Иван Житихин, после горьких материных родин ставший Ванюшке крестным отцом, лесничил на дальнем кордоне у отрогов Яблонова хребта, и жил с семьей в вершине речки Уды, что в полсолнца тихого конного хода от деревни по проселку вдоль старомосковского, еще царского тракта, давно брошенного, притаенного в дебрях сиреневого иван-чая, шиповника, ерника и осинника, с обрушенными мостами и полусгнившими бревенчатыми настилами по сырым и топким гатям. Ванюшка, когда уже отец лесничал на удинском кордоне, играл с сестрами Танькой и Веркой на этом старинном тракте, изображая царя: скачет он верхом на палочке, стриженная голова увенчана короной – венком из березовых листьев, а сестры, деревенские, мужички, низко кланяются царю Ванюшке, и тот милостиво одаривает их царским гостинцем – спелой земляникой.

Работавший заготовителем в «Заготконторе», отсидел Иван два года, можно сказать, за Петра Краснобаева и его тогдашнего товарища, начальника конторы Исая Самуилыча Лейбмана, и хотя тяжело пережил беду, какая свалилась на его голову непутную, но зла не помнил. На отца сердца не держал – сам грешен, у самого рыльце в пушку, – пил задарма, гулял. Конечно, вышло как в поговорке: Исай с Петром украли поросенка, указали на гусенка, но уж как вышло, так и вышло; после Иван не вспоминал ни «Заготконтору», ни годы тюремной отсидки, словно выкорчевал из души былое грешное и спалил на одиноком таежном костре. Отсидел, вернулся, потерся в деревне, да и укочевал на лесной кордон. Одна печаль – хворую жену схоронил.

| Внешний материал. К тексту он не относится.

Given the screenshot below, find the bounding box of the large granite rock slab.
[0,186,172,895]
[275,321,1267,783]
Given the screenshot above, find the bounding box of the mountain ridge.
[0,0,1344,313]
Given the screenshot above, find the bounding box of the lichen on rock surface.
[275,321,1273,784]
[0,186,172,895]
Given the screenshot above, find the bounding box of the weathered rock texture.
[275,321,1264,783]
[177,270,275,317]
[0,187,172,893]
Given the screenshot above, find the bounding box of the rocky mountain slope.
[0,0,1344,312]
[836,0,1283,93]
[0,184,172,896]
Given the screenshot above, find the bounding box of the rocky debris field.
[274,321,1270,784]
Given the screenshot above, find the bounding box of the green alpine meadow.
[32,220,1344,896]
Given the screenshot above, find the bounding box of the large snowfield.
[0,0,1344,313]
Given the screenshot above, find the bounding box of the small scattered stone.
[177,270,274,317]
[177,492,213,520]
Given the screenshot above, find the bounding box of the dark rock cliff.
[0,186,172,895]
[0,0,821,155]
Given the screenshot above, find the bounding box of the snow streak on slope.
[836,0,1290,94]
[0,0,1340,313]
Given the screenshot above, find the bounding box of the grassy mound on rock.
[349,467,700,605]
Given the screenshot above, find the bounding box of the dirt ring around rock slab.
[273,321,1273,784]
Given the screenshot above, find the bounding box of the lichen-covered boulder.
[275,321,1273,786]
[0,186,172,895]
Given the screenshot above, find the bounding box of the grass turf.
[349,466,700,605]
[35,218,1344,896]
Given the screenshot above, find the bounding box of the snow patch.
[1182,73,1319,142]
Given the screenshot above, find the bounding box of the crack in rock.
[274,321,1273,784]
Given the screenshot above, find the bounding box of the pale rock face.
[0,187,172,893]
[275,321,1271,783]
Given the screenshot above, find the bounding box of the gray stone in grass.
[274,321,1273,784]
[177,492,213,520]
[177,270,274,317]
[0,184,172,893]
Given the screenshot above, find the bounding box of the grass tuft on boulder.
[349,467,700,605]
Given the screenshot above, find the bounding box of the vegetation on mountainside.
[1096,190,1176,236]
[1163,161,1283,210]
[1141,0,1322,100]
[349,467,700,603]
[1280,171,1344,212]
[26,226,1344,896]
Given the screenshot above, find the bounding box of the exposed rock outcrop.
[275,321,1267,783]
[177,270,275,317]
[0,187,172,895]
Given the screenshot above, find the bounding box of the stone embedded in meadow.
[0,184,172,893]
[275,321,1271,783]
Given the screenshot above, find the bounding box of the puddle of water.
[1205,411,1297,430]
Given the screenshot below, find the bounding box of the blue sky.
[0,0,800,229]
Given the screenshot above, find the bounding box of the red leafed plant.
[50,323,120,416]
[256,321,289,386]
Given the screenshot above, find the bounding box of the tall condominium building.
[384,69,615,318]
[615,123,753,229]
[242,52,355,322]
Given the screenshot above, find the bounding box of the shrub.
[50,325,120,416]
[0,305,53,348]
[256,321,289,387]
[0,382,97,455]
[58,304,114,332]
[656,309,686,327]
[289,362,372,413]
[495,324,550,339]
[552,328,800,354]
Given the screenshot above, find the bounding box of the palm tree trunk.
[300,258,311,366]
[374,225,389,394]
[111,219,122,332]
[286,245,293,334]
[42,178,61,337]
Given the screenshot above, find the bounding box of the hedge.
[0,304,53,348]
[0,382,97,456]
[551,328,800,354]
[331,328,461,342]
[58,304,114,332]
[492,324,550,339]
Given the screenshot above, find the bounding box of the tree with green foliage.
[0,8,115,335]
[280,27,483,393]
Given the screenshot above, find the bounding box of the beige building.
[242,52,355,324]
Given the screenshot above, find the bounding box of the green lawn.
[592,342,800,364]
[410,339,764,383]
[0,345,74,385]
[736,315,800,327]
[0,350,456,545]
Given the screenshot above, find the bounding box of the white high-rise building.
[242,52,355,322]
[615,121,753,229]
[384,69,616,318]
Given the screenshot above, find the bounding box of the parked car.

Наезжая в деревню по харчи, Иван, жалеющий Аксинью, сестру свою, и с потешной важностью относящийся к своему крестному отцовству, сроду не забывал подвернуть в краснобаевский двор. Для Ванюшки солнце пасхально играло даже посреди крещенской стужи, когда в краснобаевскую избу шумно вваливался кока Ваня. Привозил сродник удинских ленков и хариусов, а девчушкам, и наособину малому крестничку, – заячьи гостинцы: то одарит туеском земляники, коей жалко лакомиться – столь душиста и приглядиста, нюхать бы да зариться умильным глазом, – то накопает луковиц лесной саранки, а то сунет затейливую деревянную игрушку. Видимо, тянучими зимними вечерами, да и летом урывая часок-другой от страды, резал из податливой осины полуконей-полулюдей – Полканов, как прознал Ванюшка позже, – либо диво-птиц с бабьими, лупоглазыми лицами, а чаще лешаков – сам с вершок, бородища до ног – и прочую таежную чудь. А то, бывало, привезет тальниковых свистулек берестяной короб, так даже и сёмкинской и будаевской братве отвалится, и свист потом гуляет на всю улицу Озерную. И благо, что ребятишки обычно теряют свистульки или выменивают их на другую улицу, а то бы ни сёмкинским, ни краснобаевским, ни будаевским соседям долго не было б житья от разбойничьего посвиста. Отец, у которого и без того частенько ныла похмельная голова, от свиста и вовсе раскалывалась пополам, обложил Ивана забористыми матерками и велел больше не возил этого барахла.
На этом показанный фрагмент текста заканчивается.